Whenever
I get to a new therapist’s office, the first thing I do is study all the
furniture so I can figure out how it's different from my father's office. That's
a strategy I learned from another therapist. Because usually the first thing I
notice is that it's not that different at all, and why are all psychiatrist’s
office the same, but then I try to let that go and instead I focus on the fact
that this furniture has a cherry finish, not teak. The ceilings are higher,
bigger windows. Way more light. The carpet is kind of plush. There isn't any
art.
This therapist, Barry, isn't actually a
psychiatrist, but he's a PhD psychologist so my parents will still pay for it.
They don't know that he specializes in hypnotherapy. And yes, he has a beard
and glasses, just like my father.
Right away I tell Barry that I'm getting
ready to confront my father, so I want to go right to the memories that I'm
aware of but I can’t always feel. I want to figure out everything that
happened, I want to know exactly when and where and I know maybe that's
impossible but if I can't know then at least I want to feel it.
I tell him about my last therapist.
I thought I was pretty clear with him too, but then whenever I started to talk
about memories he would back away. Or, I guess I never talked about the deeper
memories — I would just share something small, maybe I was testing him to see
what he would think so I would tell him about how, when I was a kid, I would be
taking a shower and my father would unlock the bathroom door with a scissors
and I would scream get the fuck out, hide my dick with a sponge, but he would
just laugh and say he needed to piss. I always hated that word, piss, because
of my father. He had his own bathroom, and even if my mother was in that
bathroom then there was another one downstairs.
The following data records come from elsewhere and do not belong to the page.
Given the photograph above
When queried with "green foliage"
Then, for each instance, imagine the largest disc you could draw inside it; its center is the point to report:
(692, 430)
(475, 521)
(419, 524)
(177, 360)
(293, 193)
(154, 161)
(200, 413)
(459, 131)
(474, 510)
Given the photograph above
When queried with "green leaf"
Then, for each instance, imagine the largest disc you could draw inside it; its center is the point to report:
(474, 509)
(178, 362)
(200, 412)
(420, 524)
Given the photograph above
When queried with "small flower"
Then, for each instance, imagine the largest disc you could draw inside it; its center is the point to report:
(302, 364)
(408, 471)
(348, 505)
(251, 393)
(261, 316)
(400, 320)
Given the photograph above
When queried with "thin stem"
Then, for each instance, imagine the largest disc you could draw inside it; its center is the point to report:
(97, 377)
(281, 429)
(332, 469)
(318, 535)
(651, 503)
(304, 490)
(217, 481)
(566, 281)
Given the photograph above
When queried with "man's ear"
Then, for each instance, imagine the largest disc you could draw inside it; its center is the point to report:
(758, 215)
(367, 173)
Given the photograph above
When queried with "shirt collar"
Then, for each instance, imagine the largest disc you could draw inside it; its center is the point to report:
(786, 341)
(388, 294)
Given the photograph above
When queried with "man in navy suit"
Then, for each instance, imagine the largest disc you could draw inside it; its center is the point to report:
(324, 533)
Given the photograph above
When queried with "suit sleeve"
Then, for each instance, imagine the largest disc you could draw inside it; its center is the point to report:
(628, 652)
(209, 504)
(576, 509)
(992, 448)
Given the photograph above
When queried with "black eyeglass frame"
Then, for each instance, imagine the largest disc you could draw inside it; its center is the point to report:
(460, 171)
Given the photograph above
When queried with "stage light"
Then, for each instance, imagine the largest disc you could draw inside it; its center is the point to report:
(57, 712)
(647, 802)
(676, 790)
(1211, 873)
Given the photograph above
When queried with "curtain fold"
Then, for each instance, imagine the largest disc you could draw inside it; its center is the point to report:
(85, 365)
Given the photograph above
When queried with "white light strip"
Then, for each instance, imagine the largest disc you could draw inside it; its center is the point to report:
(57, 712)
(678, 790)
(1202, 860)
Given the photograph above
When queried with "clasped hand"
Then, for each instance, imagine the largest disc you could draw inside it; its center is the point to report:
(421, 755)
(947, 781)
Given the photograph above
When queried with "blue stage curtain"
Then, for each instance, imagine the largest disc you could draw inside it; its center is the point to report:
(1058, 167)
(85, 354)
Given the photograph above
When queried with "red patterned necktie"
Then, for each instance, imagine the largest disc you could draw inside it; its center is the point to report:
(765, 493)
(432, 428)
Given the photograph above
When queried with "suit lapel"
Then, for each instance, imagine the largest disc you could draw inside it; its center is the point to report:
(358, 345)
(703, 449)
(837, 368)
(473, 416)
And the last therapist, Bryce, who
also had a beard and glasses, but lighter hair, almost blonde, although
probably not natural, the last therapist said: Maybe that was just horseplay.
And right then I froze, didn't know what to say, couldn't speak, felt like a
little kid all broken and scared. But then, when I left Providence and decided
to stop seeing him, and I asked him about this, and all the other times when he
moved away from the abuse I was trying to talk about, he told me I was giving
him mixed messages.
Barry says he hears what I'm saying,
we can always check in about everything, this is an active process. He tells me
that with hypnotherapy, I always have control. I'm the one that puts myself
into a trance, he's just there to guide me and I can always come out of it. He
asks me to close my eyes and lean back in the chair that's kind of like the
chairs in my father's office, but fancier, fancier and bulkier and uglier, but
more comfortable, lean back in this chair and imagine a relaxing place. Right away
I think about dancing, the music all around me, the darkness and the lights and
everyone kind of floating to the sky, oh that was easy, I'm floating to the sky
all calm but then there's my father in a corner, what's my father doing in this
club and Barry says where would you like him to be? So then I put my father in
a big cylindrical box in the center of the club, but he keeps reaching his hand
out of the box and there's my mother too, maybe if I make the box bigger? But
it's already time to stop. Barry asks me to bring things that make me feel safe
to the next session — music, objects, whatever I want. Of course I think about
bringing drugs, but I know that's not what he means.